Maintenant, le modernisme a fait son oeuvre, remplaçant l'eau qu'il fallait tirer du puits par l'eau qui coule par un robinet, après avoir franchi le pertuis en passant dans le pont qui relie l'île au continent. Les puits devenant inutiles, ils sont souvent comblés et disparaissent. Mais il y a toujours des îlots de résistance. Sur l'île, il y a principalement deux villages qui ont gardé encore leurs puits. Il s'agit de Sauzelle et Chaucre. Certains de ces puits sont encore en activité, comme en témoignent les seaux qui sont encore accrochés à leur chaîne.

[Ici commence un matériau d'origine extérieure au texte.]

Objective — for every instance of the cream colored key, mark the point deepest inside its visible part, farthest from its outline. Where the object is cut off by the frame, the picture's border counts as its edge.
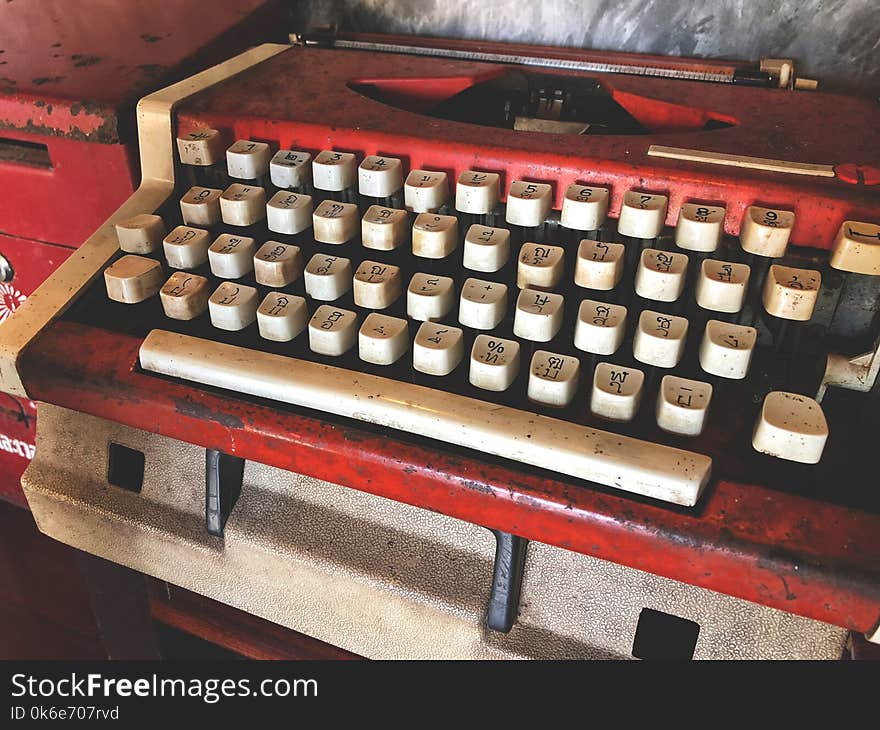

Pour arroser les jardins, l'eau d'un puits est bien meilleure que l'eau chlorée. Ils servent également aux viticulteurs pour préparer les mixtures qu'ils vont ensuite épandre sur la vigne pour les protéger des parasites. On voit pratiquement toujours, autour des puits, de grandes auges en pierre. Elles se nomment des "bassées" en patois oléronais. Elles servaient principalement à abreuver les animaux, mais elles pouvaient également servir pour faire la lessive (la "bughée"). Après la disparition des vaches et l'arrivée des machines à laver la vaisselle, ces bassées ont été la plupart du temps remplies de terre et les fleurs qui y poussent mettent en valeur les puits qu'elles accompagnent.
Voici un puits situé à "La Menounière", à mi-chemin entre Domino et La Cotinière, le long de la côte sauvage. Merci à Christine pour cette photographie. Voici l'ancien puits en pierres de roche, de Frédéric CAILLOT et de Marie-Élise DANDONNEAU, situé sur leur propriété d'autrefois, à Saint-Pierre-d'Oléron. Depuis 1950, maison et puits ont été vendu à un riche marchand de poisson de l'Île d'Oléron. Cette photo du puits avec ses roses Trémières est datée de juillet 2002, et prise lors d'un récent voyage, presqu'un pélerinage, sur l'Île d'Oléron, par : 4. Annie VASSARD, 3. Fille... de Jean VASSARD et de Mauricette CAILLOT, 2. Petite-Fille... de Médéric-Hippolyte CAILLOT et Léa-Anatasie PINAUD, 1. Arrière-petite-fille... de Frédéric CAILLOT (1861-1929) et de Marie-Élise DANDONNEAU (1867-1950). Merci à Annie pour cette photographie.